Free Lance-Star reporter Chelyen Davis covers Virginia government.
Federal judge dismisses slavery museum bankruptcy case
A federal judge in Richmond has dismissed the bankrupt U.S. National Slavery Museum’s bankruptcy case.
Judge Douglas O. Tice Jr. made the ruling this morning, after museum lawyer Sandra Robinson filed a motion to dismiss the case. Robinson’s motion also promises that an anonymous donor will pay off –within days — the nearly $300,000 the museum owes to the city of Fredericksburg for unpaid taxes.
It was that tax debt that led to the museum filing bankruptcy nearly a year ago; the city was preparing to auction the museum’s 38 acres at Celebrate Virginia to recoup the tax debt.
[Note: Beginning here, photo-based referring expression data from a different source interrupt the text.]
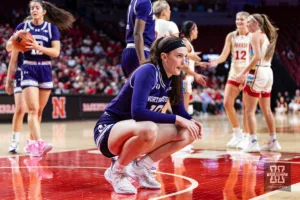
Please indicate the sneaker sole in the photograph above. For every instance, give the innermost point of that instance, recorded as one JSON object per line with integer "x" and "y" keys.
{"x": 108, "y": 179}
{"x": 136, "y": 177}
{"x": 43, "y": 153}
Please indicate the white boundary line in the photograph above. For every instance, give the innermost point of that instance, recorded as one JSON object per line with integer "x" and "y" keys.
{"x": 194, "y": 183}
{"x": 294, "y": 188}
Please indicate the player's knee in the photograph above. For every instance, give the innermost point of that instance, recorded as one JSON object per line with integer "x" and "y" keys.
{"x": 33, "y": 110}
{"x": 149, "y": 132}
{"x": 20, "y": 110}
{"x": 228, "y": 103}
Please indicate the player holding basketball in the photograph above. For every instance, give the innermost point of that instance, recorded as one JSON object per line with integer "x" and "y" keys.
{"x": 20, "y": 106}
{"x": 259, "y": 79}
{"x": 238, "y": 44}
{"x": 140, "y": 35}
{"x": 133, "y": 120}
{"x": 36, "y": 72}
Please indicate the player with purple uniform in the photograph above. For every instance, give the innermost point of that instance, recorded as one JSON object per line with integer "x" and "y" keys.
{"x": 36, "y": 73}
{"x": 133, "y": 120}
{"x": 140, "y": 34}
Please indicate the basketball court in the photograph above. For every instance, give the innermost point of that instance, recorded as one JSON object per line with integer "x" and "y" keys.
{"x": 74, "y": 168}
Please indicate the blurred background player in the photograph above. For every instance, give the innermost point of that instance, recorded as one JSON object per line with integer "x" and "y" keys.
{"x": 260, "y": 79}
{"x": 189, "y": 32}
{"x": 20, "y": 107}
{"x": 140, "y": 34}
{"x": 163, "y": 25}
{"x": 36, "y": 69}
{"x": 238, "y": 44}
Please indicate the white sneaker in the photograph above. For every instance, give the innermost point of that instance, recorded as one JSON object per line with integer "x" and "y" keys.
{"x": 244, "y": 143}
{"x": 13, "y": 147}
{"x": 253, "y": 147}
{"x": 187, "y": 148}
{"x": 234, "y": 142}
{"x": 271, "y": 146}
{"x": 120, "y": 182}
{"x": 143, "y": 175}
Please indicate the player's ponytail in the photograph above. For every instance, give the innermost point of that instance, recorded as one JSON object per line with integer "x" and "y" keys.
{"x": 61, "y": 18}
{"x": 271, "y": 32}
{"x": 186, "y": 29}
{"x": 155, "y": 58}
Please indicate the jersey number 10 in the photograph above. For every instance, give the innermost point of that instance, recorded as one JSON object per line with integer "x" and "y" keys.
{"x": 240, "y": 55}
{"x": 36, "y": 52}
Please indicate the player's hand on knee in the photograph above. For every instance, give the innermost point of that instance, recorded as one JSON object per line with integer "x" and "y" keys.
{"x": 200, "y": 133}
{"x": 189, "y": 125}
{"x": 9, "y": 87}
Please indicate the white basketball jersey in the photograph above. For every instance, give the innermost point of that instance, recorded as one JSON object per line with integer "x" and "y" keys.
{"x": 240, "y": 51}
{"x": 165, "y": 28}
{"x": 264, "y": 49}
{"x": 190, "y": 62}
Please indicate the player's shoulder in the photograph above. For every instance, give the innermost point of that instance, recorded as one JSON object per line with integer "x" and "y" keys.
{"x": 148, "y": 67}
{"x": 143, "y": 2}
{"x": 232, "y": 34}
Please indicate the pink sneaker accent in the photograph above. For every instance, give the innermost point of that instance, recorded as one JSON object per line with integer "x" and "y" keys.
{"x": 33, "y": 148}
{"x": 38, "y": 148}
{"x": 35, "y": 165}
{"x": 26, "y": 148}
{"x": 44, "y": 147}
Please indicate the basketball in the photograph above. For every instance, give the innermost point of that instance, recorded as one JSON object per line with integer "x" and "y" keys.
{"x": 20, "y": 39}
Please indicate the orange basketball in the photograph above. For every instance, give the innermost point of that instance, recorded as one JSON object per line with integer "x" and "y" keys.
{"x": 20, "y": 39}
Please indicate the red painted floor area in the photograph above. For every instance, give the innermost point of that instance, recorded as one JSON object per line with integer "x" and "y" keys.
{"x": 78, "y": 175}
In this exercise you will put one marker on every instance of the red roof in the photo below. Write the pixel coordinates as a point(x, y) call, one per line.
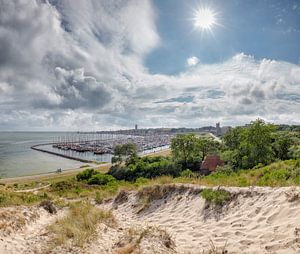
point(211, 162)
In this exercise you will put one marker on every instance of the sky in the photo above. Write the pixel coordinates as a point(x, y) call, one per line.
point(87, 65)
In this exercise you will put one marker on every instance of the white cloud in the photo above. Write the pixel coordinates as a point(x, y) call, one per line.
point(78, 65)
point(192, 61)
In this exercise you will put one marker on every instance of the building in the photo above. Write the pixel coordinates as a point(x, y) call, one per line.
point(210, 164)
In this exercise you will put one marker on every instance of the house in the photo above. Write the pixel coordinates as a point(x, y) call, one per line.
point(210, 164)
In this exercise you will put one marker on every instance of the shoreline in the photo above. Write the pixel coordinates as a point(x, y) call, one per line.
point(69, 172)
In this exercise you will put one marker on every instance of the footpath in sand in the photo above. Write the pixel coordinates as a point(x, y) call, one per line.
point(176, 219)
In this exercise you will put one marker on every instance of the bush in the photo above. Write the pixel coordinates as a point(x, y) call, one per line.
point(98, 197)
point(101, 179)
point(216, 197)
point(147, 167)
point(86, 174)
point(187, 173)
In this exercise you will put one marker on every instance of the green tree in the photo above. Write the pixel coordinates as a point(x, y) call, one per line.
point(282, 144)
point(250, 145)
point(185, 148)
point(190, 150)
point(206, 146)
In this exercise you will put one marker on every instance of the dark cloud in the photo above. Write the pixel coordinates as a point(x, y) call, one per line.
point(64, 63)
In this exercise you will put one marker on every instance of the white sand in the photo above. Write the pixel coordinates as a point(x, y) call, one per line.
point(257, 220)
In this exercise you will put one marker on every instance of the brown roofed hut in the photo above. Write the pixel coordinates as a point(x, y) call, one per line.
point(210, 164)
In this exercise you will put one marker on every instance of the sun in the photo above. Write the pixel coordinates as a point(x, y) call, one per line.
point(205, 19)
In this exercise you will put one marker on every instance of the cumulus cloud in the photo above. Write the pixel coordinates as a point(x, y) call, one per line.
point(192, 61)
point(79, 65)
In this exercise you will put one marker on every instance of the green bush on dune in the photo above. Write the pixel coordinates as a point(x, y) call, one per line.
point(91, 176)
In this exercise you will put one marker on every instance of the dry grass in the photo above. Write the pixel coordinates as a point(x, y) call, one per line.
point(14, 219)
point(132, 241)
point(80, 224)
point(215, 250)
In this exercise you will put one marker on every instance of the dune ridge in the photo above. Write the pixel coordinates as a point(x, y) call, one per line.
point(176, 219)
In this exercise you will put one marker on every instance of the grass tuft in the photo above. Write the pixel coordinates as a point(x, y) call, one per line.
point(80, 224)
point(216, 197)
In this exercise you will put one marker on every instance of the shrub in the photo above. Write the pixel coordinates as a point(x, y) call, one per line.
point(101, 179)
point(99, 197)
point(146, 167)
point(216, 197)
point(86, 174)
point(187, 173)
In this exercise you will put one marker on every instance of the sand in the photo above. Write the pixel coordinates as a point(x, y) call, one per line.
point(178, 220)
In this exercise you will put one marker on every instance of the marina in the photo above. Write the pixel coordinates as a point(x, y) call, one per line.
point(95, 147)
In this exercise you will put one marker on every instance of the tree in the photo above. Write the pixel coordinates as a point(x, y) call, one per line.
point(251, 145)
point(282, 144)
point(190, 150)
point(185, 148)
point(208, 145)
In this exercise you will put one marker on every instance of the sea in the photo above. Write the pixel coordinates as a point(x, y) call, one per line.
point(18, 159)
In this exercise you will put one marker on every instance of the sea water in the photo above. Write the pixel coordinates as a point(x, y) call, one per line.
point(17, 159)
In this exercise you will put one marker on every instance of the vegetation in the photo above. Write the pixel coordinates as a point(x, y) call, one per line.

Tice said the case was not appropriate for conversion to Chapter 7 — liquidation — because, in part, of the restrictive use covenants attached to the land’s deed. Those covenants, put in place when Celebrate Virginia donated the land a decade ago, restrict the land’s use to an African American history museum or educational use. Robinson has proposed selling part of the land and says the museum thinks the use covenants are invalid.
That’s an issue likely to end up in a state court in the future. For now, the museum is free to continue trying to reorganize without court supervision.
Robinson said the museum has pledged donations of about $100,000, which she expects will be paid now that the threat of liquidation is off the table.
Robinson made her motion to dismiss the case because of Tice’s ruling Wednesday that Celebrate Virginia could be a party to the case.
Celebrate Virginia had filed a motion to dismiss or convert the case to liquidation, which was due to be heard in court this morning.
“The Debtor believes that it is in the best interest of its creditors and the estate to dismiss this case rather than to convert it to a Chapter 7″ wrote Robinson in her filing. “Should the case be converted to a Chapter 7, a substantial diminution of the estate is expected and will be unavoidable.”
If the case was converted to liquidation, Robinson wrote, the museum could incur thousands of dollars in fees, and she herself would be unable to continue representing the museum for free due to other obligations. After Tice dismissed the case, Robinson said her representation of the museum is at an end.
“If the case is dismissed, however, the Debtor can “capture” all of the pledges that it has been receiving but which are being held to ‘see what [this] Court does’,” Robinson wrote. “The threat of the case being converted to a Chapter 7 liquidation case, in and of itself, operates as a lag on actual receipts.”
She said the museum has received $100,000 in pledged donations.